D.F. : Il serait vraiment absurde d'imaginer Berlusconi comme une personne normale ! Il est pareil à ce monstre bicéphale, mi-Ubu, mi-Poutine, que nous avions, Franca et moi, mis en scène dans un spectacle produit en 2000. Berlusconi est le champion toutes catégories du copovilgimonte, du «roulage dans la farine» du peuple italien. Depuis qu'il a été président du Conseil, le sort fait à tous ceux qui réfléchissent en Italie n'est pas enviable ! Le Cavaliere a appauvri, décervelé l'Italie et, sous le prétexte de ne pas mettre de l'huile sur le feu, il a entièrement soumis et asservi tous ceux qu'il pouvait.

 

Franchement, depuis l'arrivée au pouvoir de Matteo Renzi, cela ne s'est-il pas un peu amélioré ?

D.F. : En aucun cas. Renzi, à mes yeux, est aussi un produit de cette école berlusconienne.

 

Ah bon, vous en êtes certain ?

D.F. : Certain. Il s'est engouffré habilement dans les brèches ouvertes par la destructivité berlusconienne et a appliqué immédiatement la stratégie du « contre » : - contre les syndicats, - contre l'école, contre la culture, qui sont autant de bastions traditionnels de la gauche. Ensuite, il a imposé à l'ensemble de la population italienne des sacrifices notables. Ne croyez pas que ce soit d'ailleurs fini. Recourons à une figure de la commedia dell'arte : Renzi, c'est l'homme qui parle, qui gesticule beaucoup en agitant fort les genoux, pour faire croire qu'il avance. Et pourtant, il ne bouge pas d'un pouce. Il mise sur la pure illusion d'optique. On attendrait de la presse qu'elle dénonce son hypocrisie, son immobilisme.

 

Admettons, Etait-ce toutefois une raison suffisante pour rallier un autre illusionniste, bien plus dangereux assurément, le démagogue Beppe Grillo ?

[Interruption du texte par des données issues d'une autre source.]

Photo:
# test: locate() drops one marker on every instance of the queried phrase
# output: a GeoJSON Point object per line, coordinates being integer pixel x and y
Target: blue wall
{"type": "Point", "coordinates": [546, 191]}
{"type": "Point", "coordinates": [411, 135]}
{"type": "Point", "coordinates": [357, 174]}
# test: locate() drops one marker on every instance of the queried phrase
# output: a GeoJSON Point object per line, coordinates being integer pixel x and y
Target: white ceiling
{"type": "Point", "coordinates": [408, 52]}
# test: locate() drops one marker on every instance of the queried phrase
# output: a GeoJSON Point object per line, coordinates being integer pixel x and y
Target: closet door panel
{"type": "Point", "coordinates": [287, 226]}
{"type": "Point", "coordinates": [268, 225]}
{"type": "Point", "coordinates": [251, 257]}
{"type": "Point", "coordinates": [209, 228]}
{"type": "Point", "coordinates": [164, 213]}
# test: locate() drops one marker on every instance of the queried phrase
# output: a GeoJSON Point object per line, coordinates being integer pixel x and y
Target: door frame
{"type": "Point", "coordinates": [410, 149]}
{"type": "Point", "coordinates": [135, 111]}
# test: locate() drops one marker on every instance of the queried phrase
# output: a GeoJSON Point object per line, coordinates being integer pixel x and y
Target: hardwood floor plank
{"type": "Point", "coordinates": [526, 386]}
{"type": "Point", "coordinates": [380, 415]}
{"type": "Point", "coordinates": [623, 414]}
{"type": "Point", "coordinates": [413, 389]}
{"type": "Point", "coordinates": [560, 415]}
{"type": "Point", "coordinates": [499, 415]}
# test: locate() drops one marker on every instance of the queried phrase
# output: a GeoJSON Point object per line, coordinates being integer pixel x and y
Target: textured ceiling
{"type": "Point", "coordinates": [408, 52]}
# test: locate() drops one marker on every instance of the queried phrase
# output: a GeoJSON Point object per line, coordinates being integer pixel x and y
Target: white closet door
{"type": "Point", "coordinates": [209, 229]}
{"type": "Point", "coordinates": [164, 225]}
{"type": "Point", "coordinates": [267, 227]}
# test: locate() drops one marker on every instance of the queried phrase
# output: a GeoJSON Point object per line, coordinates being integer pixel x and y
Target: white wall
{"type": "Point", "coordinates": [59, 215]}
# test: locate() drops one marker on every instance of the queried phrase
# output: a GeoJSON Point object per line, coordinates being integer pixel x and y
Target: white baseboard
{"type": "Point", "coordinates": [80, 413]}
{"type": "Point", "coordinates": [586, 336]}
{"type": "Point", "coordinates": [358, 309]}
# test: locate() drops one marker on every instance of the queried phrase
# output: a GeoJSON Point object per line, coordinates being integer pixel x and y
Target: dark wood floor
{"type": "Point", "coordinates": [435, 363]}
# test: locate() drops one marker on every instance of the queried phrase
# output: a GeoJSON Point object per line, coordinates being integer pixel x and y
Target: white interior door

D.F. : Ecoutez... Grillo a sans doute des défauts, et l'on peut dire plein de choses contre son style direct, mais son parti est propre, il est le seul à n’avoir pas été frappé par des mises en examen contrairement à Berlusconi et à sa formation politique, le parti de Beppe Grillo n'est pas dû tout populiste.

 

Pas du tout populiste ?!

D.F. : Non. Les populistes promettent beaucoup et ne tiennent jamais. Pas Grillo. Lui, ainsi que les parlementaires du Mouvement 5 étoiles, a décidé de réduire de moitié ses émoluments.

 

Quelles réflexions vous inspire l’arrivée massive de réfugiés et d'immigrants sur les côtes italiennes ? Que devrait faire l'Europe ?

D.F. : Tous les Européens devraient s'intéresser à ces enjeux. En l'absence d'une détermination américaine à prendre en main cette question, nous risquons d'aller au-devant de graves déconvenues. Et, en raison de sa situation géographique, l'Italie se retrouve en première ligne. n

PROPOS RECUEILLIS À MILAN PAR ALEXIS LACROIX ET PIA ADER

Dario Fo vient de publier, chez Grasset, la Fille du pape.